China University-Backed Firm Mired in Debt Woes, Identity Crisis
(Bloomberg) -- A Chinese chip-maker leading Beijing’s campaign to achieve global dominance in technology is facing a loss of confidence from its bond investors. Tsinghua Unigroup Co.’s notes plunged recently amid concerns over its ballooning debt pile and uncertainty over the strength of state support for the university-backed business.
What’s the company:
Founded in 1988, Tsinghua Unigroup is a business arm of Tsinghua University, the country’s top tertiary institution that counts President Xi Jinping as an alumnus. The company swung into a net loss of 631 million yuan ($90 million) last year, from a net profit of 1.06 billion yuan the previous year.
Frenzied business expansion fueled by borrowings pushed its debt-to-asset ratio to 73.4% last year from 62.1% in 2017 and 59.1% in 2016, respectively. It has 64.1 billion yuan of onshore and offshore bonds outstanding, according to Bloomberg-compiled data.
Investors have dumped Unigroup’s dollar bonds at least twice since 2018 as failed attempts by its parent Tsinghua Holdings Corp. to sell its ownership drew concerns about the unit’s future. The latest sell off happened in the week ended November 1 amid the company’s plan to extend its loans. It dragged its 2023 dollar bond price to a record low.
The company’s finances have deteriorated sharply in the last three years after embarking on a borrowing spree to fund takeovers and other investments intended to boost its position in the chip industry.
Despite a directive from Beijing for schools to distance themselves from business endeavors, Unigroup executives said the company has received support from the country’s top leadership to maintain its ties to Tsinghua University for now.
Why does it matter:
The recent bond rout that hit Unigroup, accompanied a sell off in Peking University Founder Group’s notes, a fellow issuer controlled by the university’s archrival. This has shed light on the risk arising from an obscure and lightly regulated corner in China’s corporate world.
Despite receiving billions in funds from state-backed lenders and investors, the identity and status of university-linked businesses remains ambiguous. The fact that they are ultimately supervised by China’s Ministry of Education, instead of the powerful state asset administrator that oversees state-run enterprises across the country, makes the exact level of financial backing from Beijing questionable.
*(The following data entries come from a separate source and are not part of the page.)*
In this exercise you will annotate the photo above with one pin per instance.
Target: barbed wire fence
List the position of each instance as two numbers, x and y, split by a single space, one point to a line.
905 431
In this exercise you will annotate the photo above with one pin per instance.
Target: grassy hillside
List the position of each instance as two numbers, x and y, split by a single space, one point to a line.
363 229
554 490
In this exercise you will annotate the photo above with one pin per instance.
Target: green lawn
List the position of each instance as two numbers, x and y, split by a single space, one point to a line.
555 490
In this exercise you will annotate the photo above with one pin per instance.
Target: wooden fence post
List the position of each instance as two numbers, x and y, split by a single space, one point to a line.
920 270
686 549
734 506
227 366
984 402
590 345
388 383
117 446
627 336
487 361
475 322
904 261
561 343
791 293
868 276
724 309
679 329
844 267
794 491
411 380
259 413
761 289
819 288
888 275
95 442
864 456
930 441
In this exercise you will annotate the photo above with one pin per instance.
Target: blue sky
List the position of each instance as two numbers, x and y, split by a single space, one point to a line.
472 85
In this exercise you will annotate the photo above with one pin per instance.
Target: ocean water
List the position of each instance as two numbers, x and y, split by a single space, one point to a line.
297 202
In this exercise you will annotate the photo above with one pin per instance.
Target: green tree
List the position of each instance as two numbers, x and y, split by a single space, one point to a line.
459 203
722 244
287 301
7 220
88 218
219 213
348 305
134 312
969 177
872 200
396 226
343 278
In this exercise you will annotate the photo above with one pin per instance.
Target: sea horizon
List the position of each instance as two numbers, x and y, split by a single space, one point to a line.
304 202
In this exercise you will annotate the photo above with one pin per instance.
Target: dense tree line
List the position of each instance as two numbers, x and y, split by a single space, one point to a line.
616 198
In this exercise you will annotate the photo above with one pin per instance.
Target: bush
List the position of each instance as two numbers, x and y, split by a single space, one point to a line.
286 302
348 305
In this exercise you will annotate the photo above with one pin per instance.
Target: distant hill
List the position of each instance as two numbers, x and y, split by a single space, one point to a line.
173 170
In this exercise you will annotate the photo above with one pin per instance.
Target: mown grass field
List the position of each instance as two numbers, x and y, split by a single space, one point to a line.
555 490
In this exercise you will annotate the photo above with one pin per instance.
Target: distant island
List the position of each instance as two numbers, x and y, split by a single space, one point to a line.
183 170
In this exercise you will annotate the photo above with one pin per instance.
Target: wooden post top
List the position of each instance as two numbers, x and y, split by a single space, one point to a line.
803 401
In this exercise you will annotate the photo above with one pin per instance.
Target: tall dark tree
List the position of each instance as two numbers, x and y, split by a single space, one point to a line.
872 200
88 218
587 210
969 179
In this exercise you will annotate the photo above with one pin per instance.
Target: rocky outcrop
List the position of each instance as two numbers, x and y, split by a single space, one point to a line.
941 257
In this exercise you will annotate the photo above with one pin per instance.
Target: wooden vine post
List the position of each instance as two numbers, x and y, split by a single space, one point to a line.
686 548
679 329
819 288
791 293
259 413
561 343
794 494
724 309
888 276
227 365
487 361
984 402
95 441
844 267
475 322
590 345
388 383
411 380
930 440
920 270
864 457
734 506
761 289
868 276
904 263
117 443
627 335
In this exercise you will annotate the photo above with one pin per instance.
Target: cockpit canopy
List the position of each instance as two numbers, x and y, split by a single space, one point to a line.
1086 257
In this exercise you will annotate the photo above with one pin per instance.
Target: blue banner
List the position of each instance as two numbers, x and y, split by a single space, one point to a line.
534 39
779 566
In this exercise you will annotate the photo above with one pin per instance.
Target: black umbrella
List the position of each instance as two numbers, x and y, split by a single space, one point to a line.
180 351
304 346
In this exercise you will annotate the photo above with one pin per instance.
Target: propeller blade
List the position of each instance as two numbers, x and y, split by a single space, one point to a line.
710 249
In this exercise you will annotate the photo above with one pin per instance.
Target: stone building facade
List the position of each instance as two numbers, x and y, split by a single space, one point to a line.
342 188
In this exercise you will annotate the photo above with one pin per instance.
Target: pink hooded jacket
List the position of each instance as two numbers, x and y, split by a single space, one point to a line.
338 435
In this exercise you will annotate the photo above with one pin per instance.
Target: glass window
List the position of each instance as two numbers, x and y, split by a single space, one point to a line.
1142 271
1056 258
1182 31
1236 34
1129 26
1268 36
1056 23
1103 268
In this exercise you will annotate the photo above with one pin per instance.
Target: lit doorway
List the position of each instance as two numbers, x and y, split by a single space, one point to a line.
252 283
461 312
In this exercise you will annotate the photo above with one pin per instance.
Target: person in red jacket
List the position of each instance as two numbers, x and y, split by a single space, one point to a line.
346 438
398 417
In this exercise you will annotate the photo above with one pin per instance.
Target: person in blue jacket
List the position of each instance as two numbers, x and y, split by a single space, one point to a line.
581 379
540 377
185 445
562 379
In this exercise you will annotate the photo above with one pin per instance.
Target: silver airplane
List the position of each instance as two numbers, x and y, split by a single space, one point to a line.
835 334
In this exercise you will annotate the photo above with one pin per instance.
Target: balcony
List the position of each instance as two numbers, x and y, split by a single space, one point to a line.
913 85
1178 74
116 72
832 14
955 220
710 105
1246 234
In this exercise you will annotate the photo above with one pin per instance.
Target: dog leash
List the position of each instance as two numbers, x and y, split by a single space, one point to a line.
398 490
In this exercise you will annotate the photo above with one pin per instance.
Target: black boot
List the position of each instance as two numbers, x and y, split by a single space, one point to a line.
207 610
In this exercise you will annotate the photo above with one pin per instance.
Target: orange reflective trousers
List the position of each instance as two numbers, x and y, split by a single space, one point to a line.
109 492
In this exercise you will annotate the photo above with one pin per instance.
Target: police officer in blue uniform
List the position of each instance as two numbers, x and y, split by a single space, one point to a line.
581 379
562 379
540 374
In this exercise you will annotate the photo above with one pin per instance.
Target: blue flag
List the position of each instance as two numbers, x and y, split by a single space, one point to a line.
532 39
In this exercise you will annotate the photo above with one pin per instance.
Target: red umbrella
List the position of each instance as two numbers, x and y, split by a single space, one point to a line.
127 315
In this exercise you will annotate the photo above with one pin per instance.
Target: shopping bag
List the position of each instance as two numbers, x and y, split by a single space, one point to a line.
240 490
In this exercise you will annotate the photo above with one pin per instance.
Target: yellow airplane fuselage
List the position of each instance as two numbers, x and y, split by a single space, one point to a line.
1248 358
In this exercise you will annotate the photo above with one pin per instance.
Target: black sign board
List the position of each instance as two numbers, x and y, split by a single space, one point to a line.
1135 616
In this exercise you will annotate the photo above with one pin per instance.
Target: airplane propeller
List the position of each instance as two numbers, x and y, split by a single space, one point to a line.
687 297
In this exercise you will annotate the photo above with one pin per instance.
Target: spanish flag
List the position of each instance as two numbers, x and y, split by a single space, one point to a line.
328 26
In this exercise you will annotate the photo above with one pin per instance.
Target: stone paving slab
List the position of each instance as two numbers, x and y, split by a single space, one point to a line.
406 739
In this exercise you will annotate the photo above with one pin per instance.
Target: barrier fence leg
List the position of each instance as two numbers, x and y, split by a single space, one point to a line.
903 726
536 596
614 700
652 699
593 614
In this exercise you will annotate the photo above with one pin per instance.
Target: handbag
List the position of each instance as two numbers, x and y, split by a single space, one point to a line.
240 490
A government plan announced last year to clean up commercial assets run by universities and colleges only aggravates such concerns.
Another potential fallout could be a loss of confidence in companies such as Unigroup that are pivotal in Beijing’s technology race with the U.S., an increasingly crucial imperative as the trade war rumbles on.
What does the company say:
In an attempt to soothe investors, Unigroup executives said earlier this month that the firm has more than 17 billion yuan of cash in the offshore market, as well as credit lines of 250 billion yuan.
Tsinghua Unigroup’s board secretary office didn’t reply to an email seeking comments.
What do ratings companies say:
China Chengxin Securities Rating Co., a local debt risk assessor, maintained Unigroup’s AAA label in June but highlighted its fast debt increase and large future capital spending needs. The company isn’t rated by any of the three major international credit rating firms.
What are traders watching next:
Unigroup’s parent Tsinghua Holdings said earlier this week that it will cut its stake in Tus-Holdings Co., another subsidiary that runs the world’s largest university science park. It remains unclear whether the fundraising exercise was simply designed to heed Beijing’s call on universities to separate academia from business or meant to boost its cash buffer in the wake of Unigroup’s financial woes.
Next year will bring fresh challenges: Tsinghua Unigroup needs to honor repayment on 8 billion yuan worth of local bonds and $450 million of dollar bonds, respectively, according to data compiled by Bloomberg.